La tension de claquage diélectrique est le test phare pour les huiles isolantes. Selon ASTM D877, D1816 ou CEI 60156, il mesure la tension à laquelle l'huile tombe en panne électriquement entre deux électrodes. L’humidité, les fibres et les boues d’oxydation font baisser ce chiffre. Une lecture inférieure à 30 kV sur de l'huile neuve ou à 20 kV sur de l'huile en service-signifie que le fluide doit être filtré ou remplacé avant de provoquer un contournement.
Pour les huiles lubrifiantes, la viscosité cinématique à 40 degrés et 100 degrés - mesurée selon ASTM D445 - est le point de départ. La viscosité détermine directement la résistance du film entre les surfaces en mouvement. Un écart de 10 % par rapport à la ligne de base signale généralement un épaississement par oxydation ou un amincissement par dilution du carburant, qui nécessitent tous deux une enquête sur les causes profondes.
La teneur en humidité, quantifiée par titrage Karl Fischer selon ASTM D1533 ou CEI 60814, est importante à la fois pour les huiles isolantes et les lubrifiants. Dans l’huile de transformateur, une concentration d’eau supérieure à 20 à 30 ppm peut réduire de moitié la rigidité diélectrique. Dans l’huile lubrifiante, l’eau favorise la perte d’additifs, la corrosion et la fragilisation par l’hydrogène dans les roulements.
L'indice d'acide total (TAN), selon ASTM D974 ou D664, suit l'accumulation d'acide organique due à l'oxydation. Pour l’huile de transformateur, un TAN supérieur à 0,2 mg KOH/g mérite une attention particulière ; au-dessus de 0,5, l’huile attaque activement l’isolant cellulosique. Pour les huiles moteur et hydrauliques, une augmentation du TAN signale un épuisement des additifs et un risque accru d’usure corrosive.
L'analyse des gaz dissous, effectuée via ASTM D3612 ou CEI 60599, est unique au diagnostic de l'huile de transformateur. Différents types de défauts génèrent des ratios de gaz signature : - points d'acétylène par rapport aux arcs électriques, hydrogène et méthane par rapport aux décharges partielles, éthylène par rapport à la surchauffe thermique. Aucun autre test ne fournit autant d'informations sur ce qui se passe à l'intérieur d'une cuve de transformateur scellée.

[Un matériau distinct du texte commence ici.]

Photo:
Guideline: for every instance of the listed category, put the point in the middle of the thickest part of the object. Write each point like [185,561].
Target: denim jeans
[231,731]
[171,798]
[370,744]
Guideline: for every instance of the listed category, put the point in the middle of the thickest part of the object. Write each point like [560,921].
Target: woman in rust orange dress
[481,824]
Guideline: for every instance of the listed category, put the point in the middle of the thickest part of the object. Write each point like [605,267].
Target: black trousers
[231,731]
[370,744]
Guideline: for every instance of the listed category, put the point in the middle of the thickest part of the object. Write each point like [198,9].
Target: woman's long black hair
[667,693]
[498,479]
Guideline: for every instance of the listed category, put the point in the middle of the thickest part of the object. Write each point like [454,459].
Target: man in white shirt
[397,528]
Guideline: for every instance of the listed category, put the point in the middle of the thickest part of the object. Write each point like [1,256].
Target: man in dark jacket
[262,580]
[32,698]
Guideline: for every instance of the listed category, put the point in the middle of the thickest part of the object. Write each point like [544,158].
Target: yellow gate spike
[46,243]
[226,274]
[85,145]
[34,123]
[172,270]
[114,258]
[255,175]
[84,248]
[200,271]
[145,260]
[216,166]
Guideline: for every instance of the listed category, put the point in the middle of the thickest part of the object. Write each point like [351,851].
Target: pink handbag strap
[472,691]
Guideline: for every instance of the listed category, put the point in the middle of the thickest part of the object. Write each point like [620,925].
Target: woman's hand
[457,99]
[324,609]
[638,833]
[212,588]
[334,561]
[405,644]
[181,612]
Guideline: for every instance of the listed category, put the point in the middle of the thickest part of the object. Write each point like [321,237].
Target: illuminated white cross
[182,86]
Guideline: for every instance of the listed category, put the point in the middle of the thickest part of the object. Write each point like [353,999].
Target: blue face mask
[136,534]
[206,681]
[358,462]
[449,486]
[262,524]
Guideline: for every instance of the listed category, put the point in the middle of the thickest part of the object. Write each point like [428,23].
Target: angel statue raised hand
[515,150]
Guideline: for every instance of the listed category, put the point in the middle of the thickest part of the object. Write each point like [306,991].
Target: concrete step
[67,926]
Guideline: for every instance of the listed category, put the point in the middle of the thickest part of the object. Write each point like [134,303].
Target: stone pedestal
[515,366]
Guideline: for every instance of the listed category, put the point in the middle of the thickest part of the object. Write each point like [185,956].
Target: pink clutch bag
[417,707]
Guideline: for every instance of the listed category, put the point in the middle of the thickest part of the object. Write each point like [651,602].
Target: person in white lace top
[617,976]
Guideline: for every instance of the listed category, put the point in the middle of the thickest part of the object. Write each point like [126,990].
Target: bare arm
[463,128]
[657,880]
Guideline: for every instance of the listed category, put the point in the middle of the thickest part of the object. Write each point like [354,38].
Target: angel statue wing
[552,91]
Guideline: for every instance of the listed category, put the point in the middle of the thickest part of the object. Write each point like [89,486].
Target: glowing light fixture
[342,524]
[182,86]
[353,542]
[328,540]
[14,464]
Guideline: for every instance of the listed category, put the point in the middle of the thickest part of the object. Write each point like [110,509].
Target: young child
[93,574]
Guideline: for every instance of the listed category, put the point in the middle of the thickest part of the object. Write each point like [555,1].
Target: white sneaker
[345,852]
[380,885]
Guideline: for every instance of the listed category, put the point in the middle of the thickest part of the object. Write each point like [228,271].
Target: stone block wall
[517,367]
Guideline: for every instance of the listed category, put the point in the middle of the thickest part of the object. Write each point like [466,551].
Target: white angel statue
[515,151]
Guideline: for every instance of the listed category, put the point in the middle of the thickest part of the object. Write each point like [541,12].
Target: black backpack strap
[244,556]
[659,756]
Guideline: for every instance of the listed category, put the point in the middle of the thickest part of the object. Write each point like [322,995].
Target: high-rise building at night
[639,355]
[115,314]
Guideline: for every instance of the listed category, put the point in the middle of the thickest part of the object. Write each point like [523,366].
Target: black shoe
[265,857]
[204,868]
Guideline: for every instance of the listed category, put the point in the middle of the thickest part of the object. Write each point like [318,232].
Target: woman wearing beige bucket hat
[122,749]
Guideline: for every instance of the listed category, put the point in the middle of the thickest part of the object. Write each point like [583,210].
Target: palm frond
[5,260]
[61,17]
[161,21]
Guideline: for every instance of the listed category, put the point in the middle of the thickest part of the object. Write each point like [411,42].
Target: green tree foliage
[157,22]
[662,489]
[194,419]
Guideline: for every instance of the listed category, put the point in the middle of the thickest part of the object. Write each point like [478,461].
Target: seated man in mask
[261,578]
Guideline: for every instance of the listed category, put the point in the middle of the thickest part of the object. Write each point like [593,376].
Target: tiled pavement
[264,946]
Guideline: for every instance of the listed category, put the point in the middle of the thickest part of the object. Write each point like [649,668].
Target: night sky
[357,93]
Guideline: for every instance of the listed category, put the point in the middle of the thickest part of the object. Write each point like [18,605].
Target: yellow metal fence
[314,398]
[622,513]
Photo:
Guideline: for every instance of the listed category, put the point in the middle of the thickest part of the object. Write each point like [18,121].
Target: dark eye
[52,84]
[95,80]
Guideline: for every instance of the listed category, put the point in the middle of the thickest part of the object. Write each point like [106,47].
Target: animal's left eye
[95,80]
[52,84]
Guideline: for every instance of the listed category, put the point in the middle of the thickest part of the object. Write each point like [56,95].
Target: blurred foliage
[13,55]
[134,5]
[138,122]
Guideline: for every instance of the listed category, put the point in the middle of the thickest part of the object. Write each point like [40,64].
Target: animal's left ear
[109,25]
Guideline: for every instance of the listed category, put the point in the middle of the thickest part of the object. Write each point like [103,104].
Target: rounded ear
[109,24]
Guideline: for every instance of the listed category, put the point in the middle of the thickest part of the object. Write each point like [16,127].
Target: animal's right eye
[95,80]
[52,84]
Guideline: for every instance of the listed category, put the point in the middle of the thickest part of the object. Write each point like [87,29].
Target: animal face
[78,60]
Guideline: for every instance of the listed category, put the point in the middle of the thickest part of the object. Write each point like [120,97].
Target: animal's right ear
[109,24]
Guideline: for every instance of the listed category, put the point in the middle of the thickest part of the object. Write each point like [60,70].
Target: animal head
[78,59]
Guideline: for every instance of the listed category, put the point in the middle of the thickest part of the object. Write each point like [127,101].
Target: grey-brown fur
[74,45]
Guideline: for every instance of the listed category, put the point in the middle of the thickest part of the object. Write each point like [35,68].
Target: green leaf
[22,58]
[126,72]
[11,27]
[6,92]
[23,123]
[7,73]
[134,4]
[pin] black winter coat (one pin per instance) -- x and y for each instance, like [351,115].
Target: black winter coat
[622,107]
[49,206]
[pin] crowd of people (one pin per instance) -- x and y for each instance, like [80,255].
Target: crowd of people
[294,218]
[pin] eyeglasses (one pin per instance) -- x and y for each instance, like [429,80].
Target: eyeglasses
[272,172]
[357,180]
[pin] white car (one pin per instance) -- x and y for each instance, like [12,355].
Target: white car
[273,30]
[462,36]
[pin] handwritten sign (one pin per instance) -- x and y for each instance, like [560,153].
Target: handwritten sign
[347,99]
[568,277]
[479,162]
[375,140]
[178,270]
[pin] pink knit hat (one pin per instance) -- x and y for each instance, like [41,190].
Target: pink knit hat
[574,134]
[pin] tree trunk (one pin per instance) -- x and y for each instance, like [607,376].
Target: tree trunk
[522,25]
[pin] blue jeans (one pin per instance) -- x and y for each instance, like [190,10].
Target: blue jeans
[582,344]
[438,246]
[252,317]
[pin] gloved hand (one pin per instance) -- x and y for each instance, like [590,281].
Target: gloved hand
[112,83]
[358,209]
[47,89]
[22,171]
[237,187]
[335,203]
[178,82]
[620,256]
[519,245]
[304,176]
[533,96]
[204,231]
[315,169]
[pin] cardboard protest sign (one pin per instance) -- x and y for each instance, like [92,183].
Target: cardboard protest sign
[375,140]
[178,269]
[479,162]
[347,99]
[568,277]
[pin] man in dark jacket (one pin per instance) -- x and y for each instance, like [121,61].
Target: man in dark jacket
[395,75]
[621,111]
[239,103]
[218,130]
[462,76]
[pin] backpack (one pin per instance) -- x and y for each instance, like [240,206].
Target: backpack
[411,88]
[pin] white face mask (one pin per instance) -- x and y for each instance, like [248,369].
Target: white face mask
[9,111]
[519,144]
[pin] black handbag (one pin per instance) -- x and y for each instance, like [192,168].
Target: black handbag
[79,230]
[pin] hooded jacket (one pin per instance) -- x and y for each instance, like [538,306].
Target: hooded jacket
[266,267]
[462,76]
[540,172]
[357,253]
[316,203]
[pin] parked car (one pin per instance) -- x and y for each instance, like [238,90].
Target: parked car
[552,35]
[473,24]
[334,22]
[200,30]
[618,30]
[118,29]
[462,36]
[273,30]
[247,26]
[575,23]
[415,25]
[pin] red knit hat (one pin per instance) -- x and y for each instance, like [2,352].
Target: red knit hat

Enfin, la tension interfaciale selon ASTM D971 mesure les contaminants polaires à la limite huile-eau. Le nouveau pétrole se situe au-dessus de 40 mN/m ; une chute en dessous de 22 mN/m indique une oxydation formant des boues- que le BDV et le TAN pourraient ne capter que plus tard. Pour les ingénieurs en fiabilité gérant des flottes d'actifs critiques, IFT est le canari dans la mine de charbon - silencieux, bon marché et souvent le premier paramètre à bouger lorsque les choses commencent à mal tourner.